Wound Dressings – Healing Treatment Across the Continuum
Diabetes UK estimates that diabetic patients are 30 times more likely to have an amputation compared to general population. With such high probability, a large number of amputation surgeries are witnessed each year, subsequently requiring effective wound dressing to prevent infection post-surgery. Wound dressings are broadly classified into three categories, namely active, passive, and interactive dressings. While passive wound dressings have protective function, active wound dressings promote healing by creating a moist wound environment. Thus, demand for advanced wound dressings such as hydrogels and foams would subsequently increase. Interactive dressings on the other hand, create a moist wound environment and also interact with the wound bed components to enhance wound healing. Dressings such as hydrogels and alginates require secondary dressing, as they are permeable and non-occlusive. Composites multi-layer dressings are relatively expensive and can be used for primary and secondary wound dressing. The global wound dressings market is expected to be driven by increasing demand for advanced wound dressings.

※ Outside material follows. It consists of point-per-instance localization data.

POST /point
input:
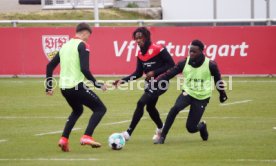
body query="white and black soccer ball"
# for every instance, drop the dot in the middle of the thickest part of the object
(116, 141)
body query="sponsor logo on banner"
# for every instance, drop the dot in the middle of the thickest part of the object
(212, 51)
(52, 43)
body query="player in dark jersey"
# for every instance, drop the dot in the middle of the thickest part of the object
(152, 60)
(197, 89)
(74, 67)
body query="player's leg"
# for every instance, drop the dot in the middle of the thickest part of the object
(155, 116)
(92, 101)
(77, 110)
(193, 123)
(182, 101)
(138, 113)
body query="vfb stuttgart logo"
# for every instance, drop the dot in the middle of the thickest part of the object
(52, 44)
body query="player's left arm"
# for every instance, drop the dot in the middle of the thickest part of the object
(168, 62)
(218, 81)
(83, 50)
(49, 73)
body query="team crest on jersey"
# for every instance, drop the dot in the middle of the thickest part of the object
(52, 43)
(150, 51)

The global wound dressings market was valued at US$ 8,269.5 million in 2015 and is expected to witness a moderate CAGR of 6.0% during the forecast period (2016 – 2024).
High patient pool to contribute towards positive global wound dressings market outlook
According to the American Diabetes Association (ADA), diabetic foot ulcers have been estimated to affect 1% to 4% of diabetic population annually in the U.S. Besides, according to Diabetes UK, prevalence of diabetic foot ulcers in diabetic patients is estimated to be 2.5%, accounting for nearly 86,000 people in the U.K. in 2015. Moreover, according to the organization there are nearly 7,400 leg, foot or toe amputation procedures every year in England. The American Journal of Internal Medicine estimates that nearly half of the diabetic population in Canada have at least one hospitalization in their lifespan for treatment of diabetic foot infection.
According to the World health Organization (WHO), there are nearly 265,000 deaths globally every year due to burns. Moreover, as per WHO, over 100,000 people in India suffer from burns every year, while burns are the second most common injury in Nepal accounting for 5% of disabilities.
Considering the high prevalence and incidence rate, market players have opportunities to capitalize on different patient groups in the wound dressings market.
High cost of products impeding wound dressings market growth
According to 2015 report by The College of Podiatric Medicine, 9%-20% of patients in the U.S. with diabetic foot ulcers require hospitalization. Furthermore, the report states that cost of treatment of diabetic foot ulcer increase with age and the cost of treatment with advanced wound dressings sometimes may be double than conventional wound dressings. Higher cost of treatment with advanced wound care is also associated with comorbidities associated with diabetic foot ulcer. Moreover, according to WHO, burn injuries are more prevalent in low and middle income countries. Therefore, companies need to accordingly develop cost-effective products that cater the large patient population in low and middle income countries in Asia, Africa and Latin America. Wide availability of affordable products would fuel growth of the wound dressings market in these regions during the forecast period.